Dans un premier temps lancé aux USA, le service devrait ouvrir ses portes en Europe et en Asie. C’est du moins la condition sine qua none pour rivaliser avec les plus grands.

Il y a aussi Spotify, un autre acteur incontournable de la music en streaming qui rôde. J’évite de lancer le sujet de deezer et myspace qui cherche son modèle pour le premier et est toujours en pleine dégringolade pour le second…

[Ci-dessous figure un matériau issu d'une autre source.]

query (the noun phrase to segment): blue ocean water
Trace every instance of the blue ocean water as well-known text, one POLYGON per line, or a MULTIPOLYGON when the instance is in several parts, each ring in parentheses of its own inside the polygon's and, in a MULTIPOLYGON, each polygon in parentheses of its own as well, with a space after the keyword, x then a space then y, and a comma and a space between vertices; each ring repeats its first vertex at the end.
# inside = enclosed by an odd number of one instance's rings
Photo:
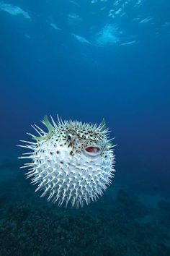
POLYGON ((0 255, 170 255, 168 0, 0 1, 0 255), (115 137, 115 178, 82 209, 24 179, 45 115, 115 137))

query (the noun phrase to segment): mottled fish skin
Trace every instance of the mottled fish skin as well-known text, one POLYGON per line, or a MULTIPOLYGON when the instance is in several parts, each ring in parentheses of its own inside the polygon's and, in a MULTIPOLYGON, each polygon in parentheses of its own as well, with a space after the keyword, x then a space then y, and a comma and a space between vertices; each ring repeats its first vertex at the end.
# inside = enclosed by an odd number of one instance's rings
POLYGON ((26 176, 37 184, 35 191, 66 207, 83 207, 102 196, 115 171, 105 121, 97 126, 58 116, 56 123, 45 116, 42 123, 48 132, 35 124, 38 136, 29 135, 35 142, 21 140, 26 144, 19 145, 32 150, 19 158, 31 160, 21 168, 29 168, 26 176))

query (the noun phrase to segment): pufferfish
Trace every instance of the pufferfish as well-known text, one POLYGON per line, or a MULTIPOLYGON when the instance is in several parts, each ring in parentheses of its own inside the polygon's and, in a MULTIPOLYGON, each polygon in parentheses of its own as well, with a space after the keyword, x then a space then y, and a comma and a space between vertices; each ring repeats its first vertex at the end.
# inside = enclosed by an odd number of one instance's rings
POLYGON ((36 124, 32 126, 38 136, 35 142, 20 147, 32 150, 19 158, 31 162, 20 168, 29 168, 27 178, 37 184, 41 197, 58 202, 58 206, 83 207, 102 196, 114 177, 114 145, 109 138, 109 131, 103 119, 99 124, 78 121, 63 121, 58 116, 55 122, 45 116, 42 122, 48 132, 36 124))

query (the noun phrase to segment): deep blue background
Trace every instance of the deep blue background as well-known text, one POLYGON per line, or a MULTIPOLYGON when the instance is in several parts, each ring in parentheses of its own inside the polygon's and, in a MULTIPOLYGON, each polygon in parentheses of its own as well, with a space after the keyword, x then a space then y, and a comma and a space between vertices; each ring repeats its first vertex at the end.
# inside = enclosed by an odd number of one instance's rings
POLYGON ((40 124, 45 114, 98 123, 104 117, 116 137, 117 175, 164 186, 169 178, 169 3, 144 1, 138 8, 130 3, 126 14, 114 20, 107 12, 113 2, 8 1, 31 20, 0 11, 1 151, 16 152, 19 140, 32 132, 30 124, 40 124), (69 22, 71 13, 82 20, 69 22), (153 22, 133 21, 138 17, 153 17, 153 22), (120 43, 136 43, 97 46, 96 35, 107 24, 123 31, 120 43))

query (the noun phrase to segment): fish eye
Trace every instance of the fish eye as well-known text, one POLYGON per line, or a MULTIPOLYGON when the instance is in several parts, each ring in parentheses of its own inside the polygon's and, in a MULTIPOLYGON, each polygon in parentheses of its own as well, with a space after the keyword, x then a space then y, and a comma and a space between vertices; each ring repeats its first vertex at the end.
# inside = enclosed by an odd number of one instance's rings
POLYGON ((71 142, 73 140, 73 136, 71 134, 67 135, 67 138, 68 138, 68 140, 69 140, 69 142, 71 142))

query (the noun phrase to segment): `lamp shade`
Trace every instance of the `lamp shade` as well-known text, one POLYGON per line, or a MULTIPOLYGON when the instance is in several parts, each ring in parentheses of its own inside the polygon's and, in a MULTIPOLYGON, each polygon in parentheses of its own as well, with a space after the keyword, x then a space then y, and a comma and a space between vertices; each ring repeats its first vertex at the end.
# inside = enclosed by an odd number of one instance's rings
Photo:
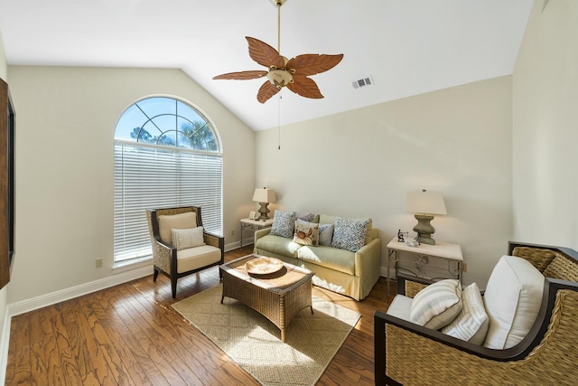
POLYGON ((408 192, 404 205, 405 212, 424 214, 447 214, 445 202, 441 193, 426 192, 408 192))
POLYGON ((253 201, 256 202, 275 202, 277 198, 275 196, 275 191, 267 188, 256 188, 253 194, 253 201))

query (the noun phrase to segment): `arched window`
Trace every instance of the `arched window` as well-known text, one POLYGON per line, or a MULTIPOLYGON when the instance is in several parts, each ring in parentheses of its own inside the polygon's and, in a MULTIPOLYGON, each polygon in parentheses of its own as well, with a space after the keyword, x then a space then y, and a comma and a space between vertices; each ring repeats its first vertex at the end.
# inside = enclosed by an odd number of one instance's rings
POLYGON ((115 264, 152 254, 146 209, 200 206, 222 235, 222 154, 209 120, 188 104, 152 97, 130 106, 115 132, 115 264))

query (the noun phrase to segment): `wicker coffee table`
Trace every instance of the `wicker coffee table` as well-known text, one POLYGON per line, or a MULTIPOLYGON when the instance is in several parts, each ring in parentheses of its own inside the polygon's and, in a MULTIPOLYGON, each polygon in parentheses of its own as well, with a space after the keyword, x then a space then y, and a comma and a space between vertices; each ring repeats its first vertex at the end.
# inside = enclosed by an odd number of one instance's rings
POLYGON ((219 267, 223 278, 220 302, 228 297, 250 306, 279 327, 284 342, 291 319, 306 307, 313 313, 311 279, 314 274, 288 263, 266 275, 247 272, 245 264, 261 256, 248 255, 219 267))

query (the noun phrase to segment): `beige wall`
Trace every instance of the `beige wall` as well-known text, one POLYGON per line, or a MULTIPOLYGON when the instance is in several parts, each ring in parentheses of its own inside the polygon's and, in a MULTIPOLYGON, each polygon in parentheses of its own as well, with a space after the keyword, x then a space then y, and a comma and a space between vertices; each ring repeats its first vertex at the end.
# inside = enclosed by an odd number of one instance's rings
MULTIPOLYGON (((4 52, 4 42, 2 40, 2 33, 0 33, 0 78, 2 78, 5 81, 7 81, 7 71, 6 71, 6 57, 4 52)), ((10 283, 7 286, 5 286, 4 288, 0 289, 0 366, 3 366, 5 363, 5 358, 3 356, 2 347, 5 347, 5 344, 7 346, 7 339, 8 339, 8 331, 5 331, 5 328, 7 326, 7 294, 8 287, 10 287, 10 283), (5 334, 4 334, 5 332, 5 334)), ((3 368, 3 367, 0 367, 3 368)), ((0 371, 0 373, 4 372, 4 371, 0 371)), ((4 377, 0 375, 0 382, 4 381, 4 377)))
POLYGON ((18 113, 17 252, 10 304, 112 275, 115 127, 123 111, 144 96, 181 97, 212 119, 224 152, 224 233, 238 230, 255 189, 254 132, 182 71, 8 71, 18 113), (96 268, 95 259, 101 258, 104 267, 96 268))
POLYGON ((578 2, 542 4, 513 77, 514 235, 578 249, 578 2))
MULTIPOLYGON (((359 108, 256 135, 257 185, 275 207, 371 217, 387 243, 416 223, 408 191, 443 193, 438 240, 459 243, 485 287, 511 236, 511 77, 359 108)), ((385 272, 385 269, 382 269, 385 272)))

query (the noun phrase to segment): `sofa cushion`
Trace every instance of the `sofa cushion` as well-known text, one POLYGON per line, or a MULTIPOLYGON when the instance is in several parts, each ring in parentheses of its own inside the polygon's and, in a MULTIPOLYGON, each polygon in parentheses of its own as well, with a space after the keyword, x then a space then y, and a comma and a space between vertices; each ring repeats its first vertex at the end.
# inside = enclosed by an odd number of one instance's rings
POLYGON ((195 248, 205 245, 203 240, 202 227, 196 227, 188 230, 171 230, 171 239, 172 240, 172 246, 177 250, 186 249, 187 248, 195 248))
POLYGON ((355 253, 332 247, 303 246, 297 250, 297 259, 350 275, 355 274, 355 253))
POLYGON ((295 232, 293 236, 294 242, 301 245, 319 245, 319 224, 303 221, 297 219, 295 221, 295 232))
POLYGON ((260 250, 267 250, 277 255, 288 256, 290 258, 295 258, 297 256, 296 252, 300 247, 301 244, 293 242, 293 239, 274 236, 271 235, 271 233, 258 239, 255 244, 255 248, 260 250))
POLYGON ((185 212, 179 214, 161 214, 157 218, 159 236, 167 244, 172 245, 171 230, 184 230, 197 227, 197 213, 185 212))
POLYGON ((439 330, 452 322, 461 310, 461 285, 447 278, 430 284, 414 297, 411 321, 439 330))
POLYGON ((365 245, 369 219, 347 219, 335 216, 335 229, 331 247, 357 252, 365 245))
POLYGON ((294 212, 275 211, 271 235, 281 236, 285 239, 293 239, 293 231, 295 227, 296 214, 294 212))
POLYGON ((488 333, 489 319, 476 283, 463 288, 461 304, 460 314, 442 332, 462 341, 481 344, 488 333))
POLYGON ((502 256, 484 293, 489 324, 483 345, 501 350, 524 339, 536 322, 543 292, 544 276, 530 262, 502 256))
POLYGON ((331 246, 333 240, 333 224, 319 224, 319 244, 331 246))

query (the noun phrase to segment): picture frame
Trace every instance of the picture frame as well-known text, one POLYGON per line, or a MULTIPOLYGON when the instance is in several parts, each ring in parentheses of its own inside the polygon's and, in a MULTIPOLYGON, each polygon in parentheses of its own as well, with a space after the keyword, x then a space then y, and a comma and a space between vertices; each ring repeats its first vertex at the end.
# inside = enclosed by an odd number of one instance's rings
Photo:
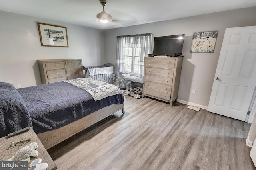
POLYGON ((194 32, 190 53, 214 53, 218 32, 218 30, 194 32))
POLYGON ((39 22, 37 25, 42 46, 68 47, 66 27, 39 22))

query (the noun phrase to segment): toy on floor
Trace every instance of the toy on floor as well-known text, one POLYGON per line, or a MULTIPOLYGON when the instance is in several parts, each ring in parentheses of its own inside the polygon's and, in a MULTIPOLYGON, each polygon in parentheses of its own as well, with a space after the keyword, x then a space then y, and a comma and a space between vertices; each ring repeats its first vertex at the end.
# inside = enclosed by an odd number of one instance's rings
POLYGON ((18 150, 15 155, 9 159, 9 161, 27 161, 29 162, 30 157, 37 157, 38 156, 38 151, 36 149, 37 148, 37 143, 32 142, 22 148, 18 150))

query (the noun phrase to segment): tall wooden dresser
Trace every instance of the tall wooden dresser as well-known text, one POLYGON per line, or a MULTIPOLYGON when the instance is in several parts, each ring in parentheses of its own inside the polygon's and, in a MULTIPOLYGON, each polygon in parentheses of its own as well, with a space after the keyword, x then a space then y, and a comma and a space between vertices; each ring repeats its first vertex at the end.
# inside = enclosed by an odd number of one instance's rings
POLYGON ((81 59, 39 60, 37 61, 42 84, 84 77, 81 59))
POLYGON ((170 102, 178 98, 183 57, 145 57, 142 97, 170 102))

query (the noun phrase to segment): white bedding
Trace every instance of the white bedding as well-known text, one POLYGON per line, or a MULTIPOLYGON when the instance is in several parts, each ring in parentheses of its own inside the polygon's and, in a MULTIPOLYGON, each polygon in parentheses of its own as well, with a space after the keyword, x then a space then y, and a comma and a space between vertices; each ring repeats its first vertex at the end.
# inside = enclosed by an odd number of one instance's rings
POLYGON ((79 78, 63 81, 88 92, 95 101, 118 94, 123 94, 122 90, 114 85, 89 78, 79 78))
POLYGON ((143 84, 143 78, 142 77, 131 76, 129 73, 122 74, 121 75, 124 80, 143 84))

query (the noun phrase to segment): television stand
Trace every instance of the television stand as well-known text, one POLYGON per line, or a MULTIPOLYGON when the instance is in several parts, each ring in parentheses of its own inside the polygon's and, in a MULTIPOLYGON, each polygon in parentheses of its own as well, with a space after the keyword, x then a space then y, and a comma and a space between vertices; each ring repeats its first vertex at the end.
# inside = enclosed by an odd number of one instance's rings
POLYGON ((167 55, 167 54, 157 54, 154 55, 154 56, 165 56, 165 57, 170 57, 170 55, 167 55))

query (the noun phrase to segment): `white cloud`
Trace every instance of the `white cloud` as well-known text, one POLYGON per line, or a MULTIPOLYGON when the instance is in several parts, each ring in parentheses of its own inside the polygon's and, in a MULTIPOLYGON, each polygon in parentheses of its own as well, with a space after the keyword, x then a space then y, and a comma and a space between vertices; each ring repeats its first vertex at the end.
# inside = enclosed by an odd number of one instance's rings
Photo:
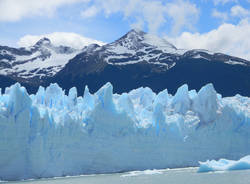
POLYGON ((227 3, 237 3, 238 0, 213 0, 215 5, 227 4, 227 3))
POLYGON ((228 14, 226 12, 220 12, 216 9, 213 10, 212 16, 215 18, 222 19, 222 21, 228 20, 228 14))
POLYGON ((250 16, 250 10, 247 10, 239 5, 236 5, 231 8, 231 16, 240 18, 247 17, 250 16))
POLYGON ((0 21, 52 16, 58 7, 77 2, 89 2, 89 0, 0 0, 0 21))
POLYGON ((121 13, 124 19, 135 19, 134 28, 147 26, 149 32, 156 33, 167 22, 173 20, 172 32, 178 33, 183 27, 192 29, 198 19, 199 10, 188 0, 163 3, 160 0, 94 0, 91 7, 82 12, 83 17, 96 16, 103 12, 106 17, 121 13))
POLYGON ((99 12, 99 9, 96 6, 91 6, 87 8, 86 10, 82 11, 81 16, 83 18, 94 17, 97 15, 98 12, 99 12))
POLYGON ((184 32, 176 38, 166 37, 178 48, 207 49, 250 60, 250 21, 222 24, 208 33, 184 32))
POLYGON ((83 37, 76 33, 67 33, 67 32, 54 32, 44 35, 25 35, 18 41, 20 47, 29 47, 34 45, 41 38, 49 38, 51 42, 56 45, 70 46, 76 49, 82 49, 84 46, 87 46, 92 43, 98 45, 103 45, 101 41, 97 41, 91 38, 83 37))
POLYGON ((199 10, 195 4, 179 0, 166 6, 167 14, 174 20, 173 33, 178 34, 182 27, 193 29, 193 24, 199 16, 199 10))

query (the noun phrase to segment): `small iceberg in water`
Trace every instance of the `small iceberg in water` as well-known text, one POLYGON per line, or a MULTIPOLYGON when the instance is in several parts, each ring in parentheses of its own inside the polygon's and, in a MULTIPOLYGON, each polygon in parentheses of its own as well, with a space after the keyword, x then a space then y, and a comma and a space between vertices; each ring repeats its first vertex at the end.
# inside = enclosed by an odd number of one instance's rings
POLYGON ((250 169, 250 155, 245 156, 238 161, 220 159, 218 161, 207 160, 206 162, 199 163, 200 167, 198 172, 245 170, 250 169))

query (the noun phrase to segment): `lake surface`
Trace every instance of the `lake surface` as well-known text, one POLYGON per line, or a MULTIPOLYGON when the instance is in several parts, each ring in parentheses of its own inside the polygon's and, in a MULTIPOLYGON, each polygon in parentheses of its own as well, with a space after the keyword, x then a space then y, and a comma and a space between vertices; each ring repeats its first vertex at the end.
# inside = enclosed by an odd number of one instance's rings
MULTIPOLYGON (((197 173, 197 168, 133 171, 53 179, 3 182, 8 184, 249 184, 250 170, 197 173)), ((1 183, 2 184, 2 183, 1 183)))

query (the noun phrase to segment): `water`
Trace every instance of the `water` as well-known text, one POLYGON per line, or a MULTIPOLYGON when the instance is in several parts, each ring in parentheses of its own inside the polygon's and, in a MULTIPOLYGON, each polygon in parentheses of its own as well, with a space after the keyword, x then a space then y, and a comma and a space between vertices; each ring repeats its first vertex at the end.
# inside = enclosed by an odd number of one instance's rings
MULTIPOLYGON (((7 184, 249 184, 250 170, 197 173, 197 168, 134 171, 53 179, 7 182, 7 184)), ((2 184, 2 183, 1 183, 2 184)))

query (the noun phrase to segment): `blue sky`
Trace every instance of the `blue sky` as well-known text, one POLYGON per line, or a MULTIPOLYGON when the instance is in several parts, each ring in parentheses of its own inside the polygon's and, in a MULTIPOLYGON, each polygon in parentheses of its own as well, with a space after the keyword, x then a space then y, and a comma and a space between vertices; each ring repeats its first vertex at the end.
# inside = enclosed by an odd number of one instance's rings
POLYGON ((177 47, 250 59, 249 18, 250 0, 1 0, 0 44, 28 46, 52 33, 60 44, 66 33, 75 34, 68 44, 108 43, 140 28, 177 47))

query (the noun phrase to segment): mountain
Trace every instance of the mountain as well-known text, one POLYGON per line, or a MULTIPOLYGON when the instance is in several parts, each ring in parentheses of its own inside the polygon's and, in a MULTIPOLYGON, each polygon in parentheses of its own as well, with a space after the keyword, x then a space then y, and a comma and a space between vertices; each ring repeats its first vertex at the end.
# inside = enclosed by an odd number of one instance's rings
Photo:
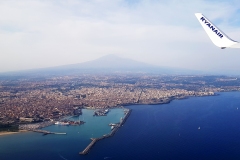
POLYGON ((135 60, 120 58, 116 55, 107 55, 96 60, 63 65, 50 68, 32 69, 20 72, 11 72, 12 74, 22 75, 73 75, 80 73, 116 73, 116 72, 144 72, 157 74, 202 74, 199 71, 177 69, 170 67, 160 67, 150 65, 135 60))

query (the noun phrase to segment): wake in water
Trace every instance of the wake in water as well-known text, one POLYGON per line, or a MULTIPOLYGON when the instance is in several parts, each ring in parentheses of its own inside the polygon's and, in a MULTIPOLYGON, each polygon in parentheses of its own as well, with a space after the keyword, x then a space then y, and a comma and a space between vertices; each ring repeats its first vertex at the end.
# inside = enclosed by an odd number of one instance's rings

Je me concentre donc sur Google plus et avance les premières informations qui filtrent :

- 3 majors sur 4 ont dit oui (EMI, Sony et Universal)

- 13 millions de titres

- le prix à l’unité est compris entre 0.99 et 1.29 $

- Les majors réservent des exclusivités à Google Music

- Un espace de stockage gratuit avec une capacité de 20 000 titres (susceptible de grossir à l’avenir)

- Google Music intégré à Google +

- Les labels indépendants sont représentés (ils peuvent vendre de la musique)

- Une seule écoute gratuit par titre

Google Music s’oriente bien evrs uen boutique en ligne et non sur du streaming.

J’espère que Google nous réserve d’autres surprises. Pendant ce temps là, ont attend toujours le lancement en Europe.

Pour ma part j’attends de voir par moi même pour donner mon avis…

On se doute bien que Amazon, Apple, Deezer et Spotify font grise mine et suivent de prêt eux aussi le géant du web dans ce secteur.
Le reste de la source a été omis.